Ieri sera, tanto per non sbagliare, ho assistito da posti molto popolari (e montanari) alla messinscena della Luisa Miller di Giuseppe Verdi a Busseto. So che nel mio primo post vi avevo in qualche modo fatto capire che non mi sarei dato alle recensioni in maniera continuativa ma, purtroppo, durante questa settimana mi trovo a non poterne fare a meno. Godetevi dunque l’ennesima, grezzissima recensione.

Per l’amante della lirica, Verdi è una garanzia. Perfino opere minori e prive di un qualsivoglia afflato nazionale nascondono splendidi brani in mezzo alle pieghe di un intreccio di rara pochezza. Luisa Miller non fa eccezione, nè per le perle, nè per la pochezza. Ma andiamo per punti come al solito.

1) IL PREZZO: nel solco della tradizione delle rappresentazioni estive, il prezzo si presenta diviso in due fasce: prezzi più alti in platea, dove le splendide signore e signorine sfoggiano eleganti abiti da sera ed i signori le seguono in abito scuro; prezzi più popolari nei settori montagnardi, ovvero sulle gradinate, ove il codice di abbigliamento è meno stretto, le signore e signorine sono meno belle e gli uomini vestono casual. Dove mi sono seduto? Make an educated guess.

2) LA MUSICA: la solita Orchestra Giovanile Luigi Cherubini dà una nuova prova di bravura.

3) IL CANTO: il Coro del Teatro Municipale di Piacenza, stavolta senza incursori, viene finalmente sfruttato in modo costante. I giovani cantanti nei ruoli principali, sia italiani che stranieri, fanno del loro meglio, ma sono costretto ad analizzarli uno per uno, pur senza far nomi, per metterne in luce i vari pregi e difetti. Iniziamo con i promossi: Miller (buona voce, ben impostato, dizione sorprendentemente buona, nonostante sia coreano), Luisa (splendida voce, buona potenza, facile al gorgheggio, dovrebbe provare il repertorio mozartiano), Wurm (ottima voce, potente, preciso). Finiamo coi rimandati (sono giovani, si rifaranno): Walter (buona l’impostazione ma voce troppo debole; a sua difesa, le indiscrezioni che lo davano malato fino al giorno prima), Federica (non posso dirne nulla di male, ma dopo averla sentita per tutta la rappresentazione mi rimane qualche dubbio), Rodolfo (bella voce, discreta potenza, abile nelle cabalette ma un po’ impiccato nelle parti che richiedono maggior forza).

4) LA SCENOGRAFIA: ottima scenografia floreale, l’ideale in una calda sera estiva, utile anche a richiamare le verdi terre germaniche in cui s’ambienta la vicenda. Sontuosa. Ottimi i giochi di luci.

5) I COSTUMI: splendidi, di stampo ottocentesco, ricchi e variegati.
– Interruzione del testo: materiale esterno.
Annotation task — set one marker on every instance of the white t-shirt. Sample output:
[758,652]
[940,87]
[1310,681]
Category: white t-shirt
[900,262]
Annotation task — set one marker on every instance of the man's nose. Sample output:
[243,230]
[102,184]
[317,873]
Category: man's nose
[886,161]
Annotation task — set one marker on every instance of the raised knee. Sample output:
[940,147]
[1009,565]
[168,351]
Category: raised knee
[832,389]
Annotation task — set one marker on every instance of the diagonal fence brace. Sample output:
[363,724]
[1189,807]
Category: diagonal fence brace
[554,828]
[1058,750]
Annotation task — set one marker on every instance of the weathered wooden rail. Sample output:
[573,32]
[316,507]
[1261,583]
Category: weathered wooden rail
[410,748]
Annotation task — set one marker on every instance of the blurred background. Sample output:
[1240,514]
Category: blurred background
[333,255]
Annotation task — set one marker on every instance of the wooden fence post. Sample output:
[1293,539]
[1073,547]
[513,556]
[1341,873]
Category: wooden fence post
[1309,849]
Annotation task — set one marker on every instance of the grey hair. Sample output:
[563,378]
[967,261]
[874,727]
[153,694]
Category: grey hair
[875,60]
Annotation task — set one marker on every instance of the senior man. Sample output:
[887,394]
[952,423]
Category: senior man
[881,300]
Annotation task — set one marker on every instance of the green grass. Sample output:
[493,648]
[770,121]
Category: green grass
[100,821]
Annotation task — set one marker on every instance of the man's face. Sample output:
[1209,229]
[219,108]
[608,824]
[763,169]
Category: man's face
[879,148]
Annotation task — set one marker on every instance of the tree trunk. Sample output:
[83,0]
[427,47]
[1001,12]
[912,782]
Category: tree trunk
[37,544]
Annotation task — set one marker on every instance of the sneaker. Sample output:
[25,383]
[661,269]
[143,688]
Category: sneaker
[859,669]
Una gioia per gli occhi.

6) IL PUBBLICO: caldo e facile all’applauso, l’ideale per dei giovani cantanti che più che delle critiche di ignoranti paesani hanno bisogno di un incoraggiamento a continuare a far bene o a far meglio.

7) L’ORGANIZZAZIONE: buona. I tappeti rossi in platea, la simulazione di golfo mistico, la presenza vigile e capillare delle hostess sono indicazione di un’organizzazione attenta e ben pianificata.

Nel complesso un’ottima rappresentazione, con una sola imperdonabile pecca: è andata in scena una volta sola.

Neil not so much Young anymore yet still kicking, somehow…

Non avrei voluto farlo, ma dopo aver visto alcune recensioni scritte coi piedi ho capito che è mio dovere porre rimedio a questa situazione di disinformazione. Pertanto ecco a voi la recensione del concerto di Neil Young and the Crazy Horse al Lucca Summer Festival fatta da un ignorante. Un ignorante che ha visto il concerto, ovviamente.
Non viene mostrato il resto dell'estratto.